Sunday, November 20, 2005

Entertainment Weekly is one of those magazines I love until I hate it. As with Pitchfork, I'm excited when they give something I already like or that I'm really hoping will be good an "A" (or in Pitchfork's case, a nine), and I'm pissed when they pan something I like. Then they're idiots (Pitchfork particularly).

So my feelings were mixed when I read the most recent issue and saw they'd given Billy Collins' new book the featured review spot. That's not the problem. I like Billy Collins, and anytime a book of poetry is getting the full-page treatment in a pop culture magazine, well, that's a good thing. What gets me is the reviewer's approach. "Do poems scare or bore you? Try Billy Collins on for size." It continues in this vein: "Billy Collins is like the best buggy-whip maker of the 21st Century. While many have an almost allergic reaction to text with ragged right-hand margins, they might change their minds if they opened (BC's new book)" "Perhaps because his work is accessible and widely read, and perhaps because people (and not just English department colleagues) actually pay money to hear him speak, he doesn't get much respect in some serious literary circles." You get the idea. What a cliched, condescending, and intellectually lazy approach. They don't frame their review of the new French film with "Most people think French movies are really boring..." Or start all hip hop album reviews with "Does rap scare you? Do you think it's all 'bitches and ho's? Do you think it's 'not music'" Ugh. I'm risking charges of sour grapes, but come on! Don't talk down to your readers, EW. You're always reviewing "serious literary fiction" so you know your readers aren't stupid. Review things on their own terms, please. Otherwise you're not doing us poets the big favor you think you are. And there should be a law against any other person using the word "accessible" in relation to Billy Collins, damn it.

I feel much better now, thank you.

8 Comments:

At 6:37 AM, Anonymous Anonymous said...

i read the same thing, pete, and had a similar reaction. also of note is the little block of four new poetry titles on the second page, with a heading something like "What's New in Poetry".... now, I love Patti Smith, but really, does SHE need the publicity of a spot there? Like you said, it feels like they think they're doing this cool thing by featuring poetry for once, but it feels very, well, Entertainment Weekly-esque.

 
At 3:21 PM, Anonymous Anonymous said...

I'm with ya Pete. My subscription is about to lapse and I am debating the renewal (though I know I will give in eventually. We've been together too long for me to give it up now.

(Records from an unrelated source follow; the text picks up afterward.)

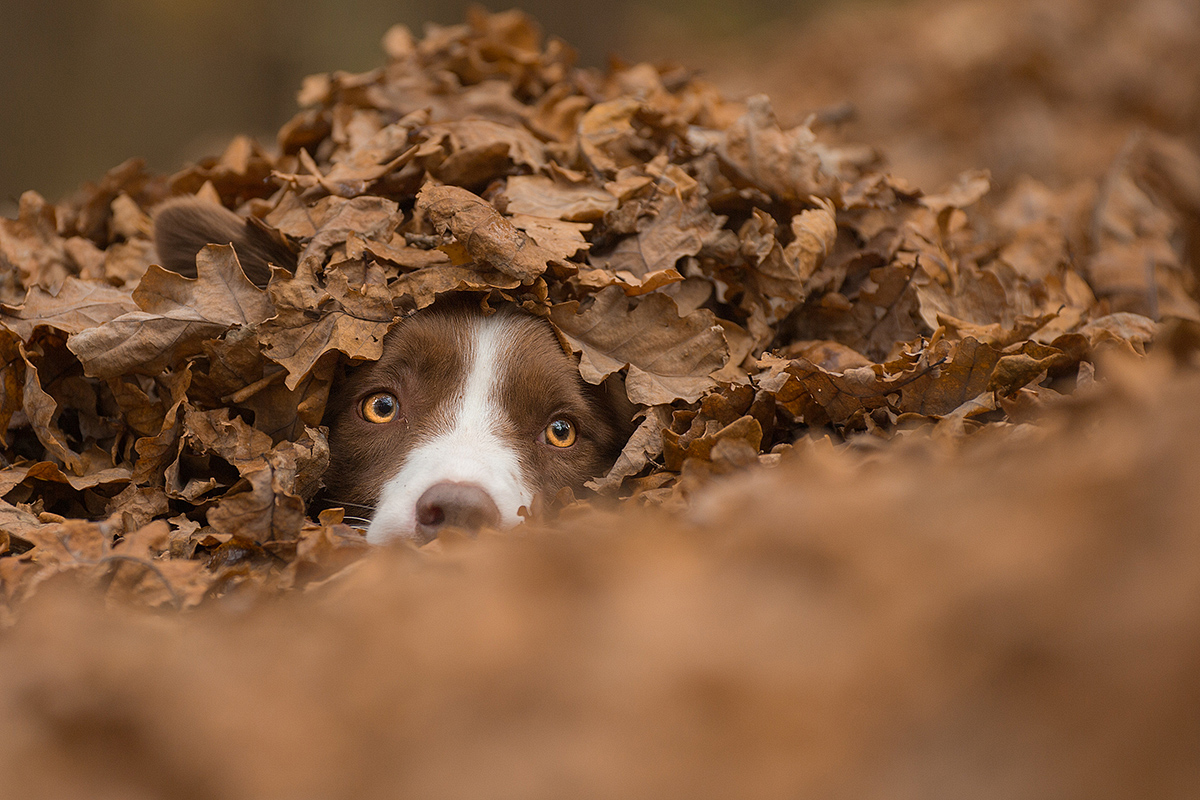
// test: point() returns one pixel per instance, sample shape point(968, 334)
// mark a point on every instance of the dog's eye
point(381, 407)
point(561, 433)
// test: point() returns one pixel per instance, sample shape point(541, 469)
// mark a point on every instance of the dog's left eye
point(559, 433)
point(381, 407)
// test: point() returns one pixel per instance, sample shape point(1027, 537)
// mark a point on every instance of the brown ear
point(184, 226)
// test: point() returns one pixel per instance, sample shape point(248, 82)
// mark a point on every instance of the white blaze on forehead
point(469, 449)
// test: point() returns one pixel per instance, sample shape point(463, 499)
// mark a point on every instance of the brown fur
point(184, 226)
point(423, 360)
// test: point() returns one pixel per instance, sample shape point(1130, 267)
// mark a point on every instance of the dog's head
point(462, 421)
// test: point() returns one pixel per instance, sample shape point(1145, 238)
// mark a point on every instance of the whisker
point(333, 503)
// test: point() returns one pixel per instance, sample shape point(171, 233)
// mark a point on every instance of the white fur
point(471, 451)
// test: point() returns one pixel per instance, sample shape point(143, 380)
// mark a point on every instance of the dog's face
point(461, 422)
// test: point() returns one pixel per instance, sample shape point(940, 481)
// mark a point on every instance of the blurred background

But I shall sign up under a new name using a card from a newsstand copy to enjoy the great 'introductory offer'). It seems there was more pleasure to be gained from EW in years past. Ah well. Our Saturday afternoon beer and bath dates are still a treat.

 
At 5:18 PM, Blogger Tina Rowley said...

Pete and Stephen,

You guys have Saturday afternoon beer and bath dates?! Sweeeeeeeet.

 
At 9:52 PM, Anonymous Anonymous said...

oh. Now, Pants...I meant me and my EW.
But my tub is pretty big...

 
At 11:49 PM, Blogger pete. said...

It's Stephen King's fault isn't it, Shaftway? That nerd just wants to ruin everything. But, more importantly: SHAFTWAY READ MY BLOG!!

 
At 8:15 AM, Anonymous Anonymous said...

Yeah that fucking Stephen King is super lame. And then it's the Pop Culture Quiz. Where are the stupid questions? Or remember when they used to do profiles on specific years? Ah well.

And yes I have entered the blog reading world (no Shaftway blog as of yet. I can't figure out how the damned thing works). I know it means that people won't talk about me and long for my approval any longer. That's the price I must pay to keep up with my dear friends.

 
At 6:58 PM, Anonymous Anonymous said...

ah, i actually like Stephen King's columns in EW...and I've never read a single book by him. I loved his recent one about the media, for example...

 
At 10:52 AM, Blogger pete. said...

Oh, I acutally like some of Stephen King's books (though it's been years since I read one) but in that column he raditates, for me, too much of "dark hipster with something to prove" sorta vibe. Check out Pet Semetary. I remember that was scary. A friend from my first year dorm is actually writing the remake (he also wrote the screenplay for that Nicole Kidman "Body Snatchers" remake...weird).